Eng-Tips Forums
- Website type: Collaboration
- Available in: English
- Owner: Engineering.com
- Website: eng-tips.com/
- Commercial: Yes
- Registration: Optional
- Launched: November 4, 1997
- Current status: Active

= Eng-Tips Forums =

English-language knowledge market website

Eng-Tips Forums is an English-language knowledge market website that allows users to post engineering-related questions to be answered and answer questions asked by other users. The targeted audience of Eng-Tips is engineering professionals.

The website's content is primarily composed of engineering forums. All of the content is generated by the users of the website. The forums' subjects include several areas of engineering, including aerospace, structural, and mechanical. Users of the website have the option of marking a post as helpful, flagging it as inappropriate, or doing nothing with the post. Marking a post as helpful gives stars to the person creating the post. The website is designed for professional engineers and discourages students from posting homework questions.

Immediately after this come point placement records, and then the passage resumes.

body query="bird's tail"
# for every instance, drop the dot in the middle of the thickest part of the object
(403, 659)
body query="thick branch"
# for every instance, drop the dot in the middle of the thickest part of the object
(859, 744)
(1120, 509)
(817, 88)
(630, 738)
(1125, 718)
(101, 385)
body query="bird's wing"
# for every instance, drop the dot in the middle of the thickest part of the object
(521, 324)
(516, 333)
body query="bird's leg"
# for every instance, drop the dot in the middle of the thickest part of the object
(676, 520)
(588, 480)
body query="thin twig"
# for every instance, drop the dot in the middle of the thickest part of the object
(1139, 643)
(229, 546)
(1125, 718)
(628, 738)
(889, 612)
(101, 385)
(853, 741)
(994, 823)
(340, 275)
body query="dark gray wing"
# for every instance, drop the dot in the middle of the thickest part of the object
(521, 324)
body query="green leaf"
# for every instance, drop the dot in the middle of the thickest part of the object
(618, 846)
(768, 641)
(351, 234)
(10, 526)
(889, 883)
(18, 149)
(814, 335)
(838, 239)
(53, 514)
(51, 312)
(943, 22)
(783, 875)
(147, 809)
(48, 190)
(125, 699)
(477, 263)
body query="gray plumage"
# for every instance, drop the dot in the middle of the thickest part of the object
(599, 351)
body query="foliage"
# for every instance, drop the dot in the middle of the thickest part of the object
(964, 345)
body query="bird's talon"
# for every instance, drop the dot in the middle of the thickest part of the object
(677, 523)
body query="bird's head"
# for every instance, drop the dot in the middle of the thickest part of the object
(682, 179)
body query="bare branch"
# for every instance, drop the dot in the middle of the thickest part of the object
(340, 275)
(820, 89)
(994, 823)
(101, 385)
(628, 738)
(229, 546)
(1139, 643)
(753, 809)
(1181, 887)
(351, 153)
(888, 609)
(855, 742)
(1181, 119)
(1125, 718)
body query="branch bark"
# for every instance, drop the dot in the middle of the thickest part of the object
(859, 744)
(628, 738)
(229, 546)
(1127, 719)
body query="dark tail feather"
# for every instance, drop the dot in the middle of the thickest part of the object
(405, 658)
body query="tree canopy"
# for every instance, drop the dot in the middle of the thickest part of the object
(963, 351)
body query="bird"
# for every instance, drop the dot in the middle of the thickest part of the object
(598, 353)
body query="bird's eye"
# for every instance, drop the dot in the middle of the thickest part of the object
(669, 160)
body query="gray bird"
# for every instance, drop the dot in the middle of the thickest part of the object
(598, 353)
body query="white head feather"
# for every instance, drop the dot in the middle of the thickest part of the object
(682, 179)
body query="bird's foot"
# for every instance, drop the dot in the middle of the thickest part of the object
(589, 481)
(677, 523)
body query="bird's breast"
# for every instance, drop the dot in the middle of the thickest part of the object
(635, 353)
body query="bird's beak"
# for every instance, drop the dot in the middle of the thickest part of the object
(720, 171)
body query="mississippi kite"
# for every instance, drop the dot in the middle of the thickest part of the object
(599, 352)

Members of the website have the option of remaining anonymous. Users who wish to receive e-mail notifications of new posts are given the option of adding their e-mail address to the website.

Eng-Tips was started in 1997 by the Tecumseh Group. In 2015 Eng-Tips was acquired by Engineering.com, Inc. It earns money by selling advertising on the website and by e-mailing targeted advertisements to its members. Eng-Tips has about 1,000,000 members.